The visible universe is not an illusion, nor a mere aspect of Divinity, nor identical with god (as in Pantheism), still less a ‘fall into matter’ and an evil delusion (as in the various Gnostic or Manichee cults). It is made by God, as an artist makes a work of art, and given a genuine, though contingent, real existence of its own, so that it can stand over against Him and know Him as its real Other.
It should be stated that Robin Phillips is part of Doug Wilson’s clique and thus solidly Alienist, but in his honest appraisal of the Gnostic heresy we also see the rebuke of Alienism.
The Christian doctrine of the resurrection of the body alone is enough to prove Alienism false. The majority view of the modern church view is that our race and ethnicity don’t matter because they are temporal things, not eternal, and thus have no significance for the Christian.
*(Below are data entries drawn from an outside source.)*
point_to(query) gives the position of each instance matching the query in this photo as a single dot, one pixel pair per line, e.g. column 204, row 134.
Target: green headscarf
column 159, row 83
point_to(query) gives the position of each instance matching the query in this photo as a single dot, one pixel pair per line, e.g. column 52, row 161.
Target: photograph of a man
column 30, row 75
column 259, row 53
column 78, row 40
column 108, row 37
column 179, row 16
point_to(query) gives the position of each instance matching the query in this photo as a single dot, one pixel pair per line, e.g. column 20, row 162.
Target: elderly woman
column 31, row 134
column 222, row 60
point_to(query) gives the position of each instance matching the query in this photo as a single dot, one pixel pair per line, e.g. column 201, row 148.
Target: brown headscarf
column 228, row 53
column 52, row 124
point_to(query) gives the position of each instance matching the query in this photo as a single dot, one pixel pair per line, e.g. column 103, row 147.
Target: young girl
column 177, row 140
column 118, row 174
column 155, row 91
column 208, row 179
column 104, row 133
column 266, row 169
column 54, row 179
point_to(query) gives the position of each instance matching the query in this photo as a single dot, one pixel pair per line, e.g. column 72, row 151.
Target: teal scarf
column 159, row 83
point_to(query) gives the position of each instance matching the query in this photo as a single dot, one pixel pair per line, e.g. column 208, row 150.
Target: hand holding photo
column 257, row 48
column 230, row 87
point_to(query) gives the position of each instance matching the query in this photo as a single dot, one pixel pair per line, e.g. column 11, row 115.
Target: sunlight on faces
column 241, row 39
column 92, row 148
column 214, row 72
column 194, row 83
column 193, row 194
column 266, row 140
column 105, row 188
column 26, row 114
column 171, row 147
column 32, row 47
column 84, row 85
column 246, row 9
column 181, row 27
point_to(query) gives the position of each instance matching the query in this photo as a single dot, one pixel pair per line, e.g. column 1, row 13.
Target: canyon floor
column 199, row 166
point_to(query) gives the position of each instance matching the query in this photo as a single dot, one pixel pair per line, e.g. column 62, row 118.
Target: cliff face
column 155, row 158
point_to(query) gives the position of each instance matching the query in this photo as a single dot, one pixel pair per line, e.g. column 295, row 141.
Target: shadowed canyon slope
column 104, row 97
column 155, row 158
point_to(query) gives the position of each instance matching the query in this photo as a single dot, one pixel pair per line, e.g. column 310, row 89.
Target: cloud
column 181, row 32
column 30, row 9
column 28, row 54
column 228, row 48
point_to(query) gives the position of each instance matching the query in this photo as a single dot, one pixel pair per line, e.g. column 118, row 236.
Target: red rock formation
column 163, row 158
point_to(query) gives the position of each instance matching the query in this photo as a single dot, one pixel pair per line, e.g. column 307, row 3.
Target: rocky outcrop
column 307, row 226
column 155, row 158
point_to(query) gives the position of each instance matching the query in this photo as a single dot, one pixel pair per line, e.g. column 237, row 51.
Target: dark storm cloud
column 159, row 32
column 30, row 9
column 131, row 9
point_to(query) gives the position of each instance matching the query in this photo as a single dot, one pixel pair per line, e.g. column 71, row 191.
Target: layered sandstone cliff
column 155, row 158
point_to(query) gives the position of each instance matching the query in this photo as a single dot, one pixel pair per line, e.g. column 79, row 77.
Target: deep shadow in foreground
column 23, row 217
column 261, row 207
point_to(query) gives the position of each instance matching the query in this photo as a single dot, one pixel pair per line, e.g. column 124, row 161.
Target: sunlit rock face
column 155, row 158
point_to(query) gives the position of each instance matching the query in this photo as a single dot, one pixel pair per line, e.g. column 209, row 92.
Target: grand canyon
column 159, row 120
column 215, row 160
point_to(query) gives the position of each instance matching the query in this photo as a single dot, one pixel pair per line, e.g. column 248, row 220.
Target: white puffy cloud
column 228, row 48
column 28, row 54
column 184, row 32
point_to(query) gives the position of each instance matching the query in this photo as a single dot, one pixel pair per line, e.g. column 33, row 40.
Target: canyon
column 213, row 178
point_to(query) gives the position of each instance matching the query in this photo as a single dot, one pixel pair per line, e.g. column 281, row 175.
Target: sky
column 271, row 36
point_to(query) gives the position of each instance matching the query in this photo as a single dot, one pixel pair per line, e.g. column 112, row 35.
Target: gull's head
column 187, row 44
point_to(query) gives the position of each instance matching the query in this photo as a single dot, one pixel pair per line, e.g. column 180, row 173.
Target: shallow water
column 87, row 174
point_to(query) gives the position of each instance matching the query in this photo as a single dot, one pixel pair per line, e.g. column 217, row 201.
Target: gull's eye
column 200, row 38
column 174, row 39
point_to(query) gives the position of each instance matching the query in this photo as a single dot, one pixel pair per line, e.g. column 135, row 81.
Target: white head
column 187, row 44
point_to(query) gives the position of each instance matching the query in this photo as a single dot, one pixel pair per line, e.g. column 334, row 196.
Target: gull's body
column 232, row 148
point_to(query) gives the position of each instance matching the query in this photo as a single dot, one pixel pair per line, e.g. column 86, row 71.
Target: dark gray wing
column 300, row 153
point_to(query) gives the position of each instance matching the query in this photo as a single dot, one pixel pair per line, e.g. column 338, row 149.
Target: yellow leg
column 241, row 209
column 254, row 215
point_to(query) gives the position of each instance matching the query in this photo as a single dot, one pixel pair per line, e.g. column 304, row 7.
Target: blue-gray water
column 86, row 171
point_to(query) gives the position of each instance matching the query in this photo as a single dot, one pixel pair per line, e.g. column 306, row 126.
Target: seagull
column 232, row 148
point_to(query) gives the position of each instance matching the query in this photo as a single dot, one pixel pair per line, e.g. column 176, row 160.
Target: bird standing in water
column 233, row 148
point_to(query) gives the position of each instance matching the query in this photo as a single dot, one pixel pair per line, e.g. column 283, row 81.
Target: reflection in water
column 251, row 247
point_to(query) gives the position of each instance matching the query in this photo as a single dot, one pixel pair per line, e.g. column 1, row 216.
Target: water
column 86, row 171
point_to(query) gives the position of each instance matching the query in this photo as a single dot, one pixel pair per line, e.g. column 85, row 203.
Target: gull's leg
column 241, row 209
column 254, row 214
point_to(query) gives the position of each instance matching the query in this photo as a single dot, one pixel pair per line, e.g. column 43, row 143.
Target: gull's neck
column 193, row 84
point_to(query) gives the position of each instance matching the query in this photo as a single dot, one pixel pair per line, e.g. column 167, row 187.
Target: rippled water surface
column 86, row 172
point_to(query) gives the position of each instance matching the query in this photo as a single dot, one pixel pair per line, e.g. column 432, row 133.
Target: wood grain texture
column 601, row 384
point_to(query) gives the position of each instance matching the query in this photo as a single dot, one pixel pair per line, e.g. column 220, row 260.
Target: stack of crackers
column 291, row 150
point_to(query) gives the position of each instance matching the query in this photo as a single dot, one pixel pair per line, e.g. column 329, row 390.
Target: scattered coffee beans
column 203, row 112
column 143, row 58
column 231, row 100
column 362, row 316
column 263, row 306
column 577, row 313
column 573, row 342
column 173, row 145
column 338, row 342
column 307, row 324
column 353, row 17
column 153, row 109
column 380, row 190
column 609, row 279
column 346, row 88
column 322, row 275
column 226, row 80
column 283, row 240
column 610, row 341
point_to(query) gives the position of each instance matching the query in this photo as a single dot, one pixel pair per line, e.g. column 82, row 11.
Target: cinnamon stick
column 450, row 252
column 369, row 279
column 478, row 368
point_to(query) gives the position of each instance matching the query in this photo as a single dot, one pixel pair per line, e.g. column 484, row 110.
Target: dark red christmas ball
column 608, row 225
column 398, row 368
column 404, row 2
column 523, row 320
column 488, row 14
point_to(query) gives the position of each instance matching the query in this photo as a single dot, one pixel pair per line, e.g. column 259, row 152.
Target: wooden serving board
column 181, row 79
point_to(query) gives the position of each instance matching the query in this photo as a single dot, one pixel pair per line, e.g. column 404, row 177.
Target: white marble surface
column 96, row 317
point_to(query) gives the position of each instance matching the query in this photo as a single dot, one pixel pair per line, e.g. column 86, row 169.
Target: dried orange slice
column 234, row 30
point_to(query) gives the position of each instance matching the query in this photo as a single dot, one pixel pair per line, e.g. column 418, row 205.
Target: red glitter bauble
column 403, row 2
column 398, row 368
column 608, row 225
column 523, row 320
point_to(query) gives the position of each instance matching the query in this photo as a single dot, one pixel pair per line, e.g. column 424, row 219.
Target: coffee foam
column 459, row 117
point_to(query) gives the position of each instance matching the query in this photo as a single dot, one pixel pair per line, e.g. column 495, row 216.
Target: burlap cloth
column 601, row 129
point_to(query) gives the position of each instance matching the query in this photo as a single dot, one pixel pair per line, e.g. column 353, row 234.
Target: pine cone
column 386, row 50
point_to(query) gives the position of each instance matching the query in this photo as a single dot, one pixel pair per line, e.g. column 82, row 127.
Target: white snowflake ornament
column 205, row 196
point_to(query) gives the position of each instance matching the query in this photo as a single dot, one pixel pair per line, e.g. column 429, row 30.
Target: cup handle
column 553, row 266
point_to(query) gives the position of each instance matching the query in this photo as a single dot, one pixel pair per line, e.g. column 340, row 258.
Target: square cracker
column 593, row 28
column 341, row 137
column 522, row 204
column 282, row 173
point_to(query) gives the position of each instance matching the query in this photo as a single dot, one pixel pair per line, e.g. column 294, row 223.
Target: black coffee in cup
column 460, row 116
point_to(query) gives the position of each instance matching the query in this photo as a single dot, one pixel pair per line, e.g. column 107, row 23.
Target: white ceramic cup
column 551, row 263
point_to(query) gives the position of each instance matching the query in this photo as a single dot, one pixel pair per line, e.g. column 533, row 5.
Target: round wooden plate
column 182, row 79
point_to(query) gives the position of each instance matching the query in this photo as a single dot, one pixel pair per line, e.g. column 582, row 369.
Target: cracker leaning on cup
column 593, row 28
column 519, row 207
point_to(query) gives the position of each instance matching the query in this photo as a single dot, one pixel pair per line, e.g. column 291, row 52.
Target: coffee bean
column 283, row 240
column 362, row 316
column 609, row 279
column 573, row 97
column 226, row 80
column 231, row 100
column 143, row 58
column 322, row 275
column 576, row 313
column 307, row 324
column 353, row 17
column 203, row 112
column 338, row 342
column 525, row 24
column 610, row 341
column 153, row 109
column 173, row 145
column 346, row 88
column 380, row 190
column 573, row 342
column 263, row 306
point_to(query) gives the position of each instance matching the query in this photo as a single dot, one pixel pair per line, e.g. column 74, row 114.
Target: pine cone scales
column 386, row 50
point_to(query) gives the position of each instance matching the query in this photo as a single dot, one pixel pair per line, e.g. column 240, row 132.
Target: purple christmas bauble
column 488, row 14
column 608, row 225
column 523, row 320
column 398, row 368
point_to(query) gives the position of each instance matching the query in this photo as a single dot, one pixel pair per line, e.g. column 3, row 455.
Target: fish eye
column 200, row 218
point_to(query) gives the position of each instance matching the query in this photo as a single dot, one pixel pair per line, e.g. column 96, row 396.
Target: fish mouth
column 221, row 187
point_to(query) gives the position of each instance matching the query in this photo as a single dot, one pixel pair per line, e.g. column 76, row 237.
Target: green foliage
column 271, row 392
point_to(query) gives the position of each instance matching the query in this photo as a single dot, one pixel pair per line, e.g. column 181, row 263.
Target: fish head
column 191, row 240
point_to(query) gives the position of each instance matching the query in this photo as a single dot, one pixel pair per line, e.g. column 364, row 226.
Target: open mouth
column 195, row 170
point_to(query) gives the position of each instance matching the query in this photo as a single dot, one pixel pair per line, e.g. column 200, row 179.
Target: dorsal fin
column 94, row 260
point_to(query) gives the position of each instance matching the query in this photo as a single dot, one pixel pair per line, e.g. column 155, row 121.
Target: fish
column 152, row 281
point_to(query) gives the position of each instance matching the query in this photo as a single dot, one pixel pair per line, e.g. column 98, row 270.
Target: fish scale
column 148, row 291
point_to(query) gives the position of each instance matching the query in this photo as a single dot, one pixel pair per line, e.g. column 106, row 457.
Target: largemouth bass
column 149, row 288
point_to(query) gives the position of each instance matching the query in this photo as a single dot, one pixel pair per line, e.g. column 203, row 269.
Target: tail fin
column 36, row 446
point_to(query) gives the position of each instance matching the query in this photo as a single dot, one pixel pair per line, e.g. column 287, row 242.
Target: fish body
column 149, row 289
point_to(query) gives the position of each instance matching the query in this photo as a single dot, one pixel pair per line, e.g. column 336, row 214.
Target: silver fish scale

I have heard almost word-for-word variations of that statement from dozens of Alienists. This is Gnostic heresy.
Jesus was incarnated as a real human with a real flesh-and-blood body. After His resurrection, He appeared to His followers in his glorified body, and here’s the supremely important part: He was still recognizable as Jesus. Post-resurrection He was not a disembodied spirit, not an unrecognizable androgynous being, but the adult Hebrew man they had known during His life. In Luke 24:15-16, we are specifically told that when Jesus appeared to the two men on the road to Emmaus,
So it was, while they conversed and reasoned, that Jesus Himself drew near and went with them. But their eyes were restrained, so that they did not know Him.
Why were their eyes restrained? Because they had known Him during His life and would have recognized Him even in His glorified body. In verse 31, when Jesus specifically withdraws this restraint, they immediately recognize His identity.
Then their eyes were opened and they knew Him; and He vanished from their sight.
Likewise when we are resurrected, our glorified bodies will be recognizable as who we were in life – healed and perfected of course, but still retaining those physical aspects of our identity that make us who we are, such as gender and race. To say otherwise is Gnosticism and anathema.
Here I merely echo the last part of David Opperman’s response to Brian Schwertley pointing to the eternal eschatological significance of race and nation in God’s design:
The apostle Paul teaches that both men and women are united together in the Lord (1 Cor. 11:11-12), while also teaching that there are distinct differences between men and women that are not related to sin and that persist even when we consider the beneficial effects of Christian unity (1 Cor. 11:8-9; 14:34-35, Eph. 5:22-33; 1 Tim. 2:9-15; cf. 1 Peter 3:1-7). The same can be said of ethnic and racial distinctions. The importance of national plurality is established not only by the law as a present reality, but also by the prophets, who assign national plurality an eschatological significance. This is the heart of the disagreement between Kinists and Alienists. What Kinists understand and Alienists do not is that multiple nations rooted in ethnic and racial differences have a purpose that will endure forever, which is what makes them worth preserving.